The number of new enrollees in the federal marketplace plunged 49% from 4 million in 2016 to 2.1 million in 2019, in part because of the Trump Administration’s decision to drastically scale back public awareness campaigns ahead of the open enrollment season.
In addition to the penalty’s impact, the analysis found fewer new enrollees who selected bronze plans, the lowest premium option in Covered California. The number of new bronze plans fell 30.5% from 143,000 to 100,000. Among unsubsidized enrollees, the drop was even steeper — down 38.1%.
Enrollment in populations where English is not the preferred spoken language also declined, particularly among Mandarin speakers (28%), Spanish speakers (29%) and Korean speakers (46%).
Other demographics did not seem to affect coverage.

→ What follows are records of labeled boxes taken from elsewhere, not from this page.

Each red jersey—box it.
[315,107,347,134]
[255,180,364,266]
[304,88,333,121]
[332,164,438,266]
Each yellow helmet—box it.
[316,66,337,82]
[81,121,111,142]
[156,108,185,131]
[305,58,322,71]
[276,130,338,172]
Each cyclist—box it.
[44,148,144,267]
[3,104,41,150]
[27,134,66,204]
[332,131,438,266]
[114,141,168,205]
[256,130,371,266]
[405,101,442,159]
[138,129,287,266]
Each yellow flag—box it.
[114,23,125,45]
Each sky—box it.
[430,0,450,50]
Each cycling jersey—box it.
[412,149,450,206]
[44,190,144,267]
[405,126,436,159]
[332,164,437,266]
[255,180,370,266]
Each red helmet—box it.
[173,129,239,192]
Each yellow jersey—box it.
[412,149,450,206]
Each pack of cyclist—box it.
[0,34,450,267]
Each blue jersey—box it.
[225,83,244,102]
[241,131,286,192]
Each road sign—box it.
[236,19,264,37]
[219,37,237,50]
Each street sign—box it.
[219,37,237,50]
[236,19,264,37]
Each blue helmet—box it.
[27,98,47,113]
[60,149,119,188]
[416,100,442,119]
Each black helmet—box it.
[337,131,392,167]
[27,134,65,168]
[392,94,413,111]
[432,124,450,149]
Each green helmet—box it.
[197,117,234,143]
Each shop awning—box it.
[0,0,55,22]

“With the reduction being evenly spread across demographics, the primary driver of the loss of new enrollees appears to be removal of the individual mandate penalty,” Peter Lee, executive director of Covered California, said in a statement.
Lee added that the decline in new enrollments “affirms the leadership Gov. Gavin Newsom has taken to propose an individual mandate and enhanced subsidies aimed at making coverage more affordable for Californians.”
The results reflect several actions last year likely to undermine enrollment in the ACA exchanges. First and foremost was Congress’ elimination of the individual mandate penalty. The other is the administration’s promotion of short-term and association health plans.
Still, the ACA exchanges are showing signs of stabilizing this year, with more payers in the exchanges and light premium increases, according to an Urban Institute report funded by the Robert Wood Johnson Foundation. The smaller premium increases are likely due to payers scaling back after over-adjusting for uncertainty in the 2018 plan year, according to the report.
Meanwhile, insurers continue to look for ways to limit risk, such as HMOs and narrow provider networks, which limit patient choice but give payers more control of costs.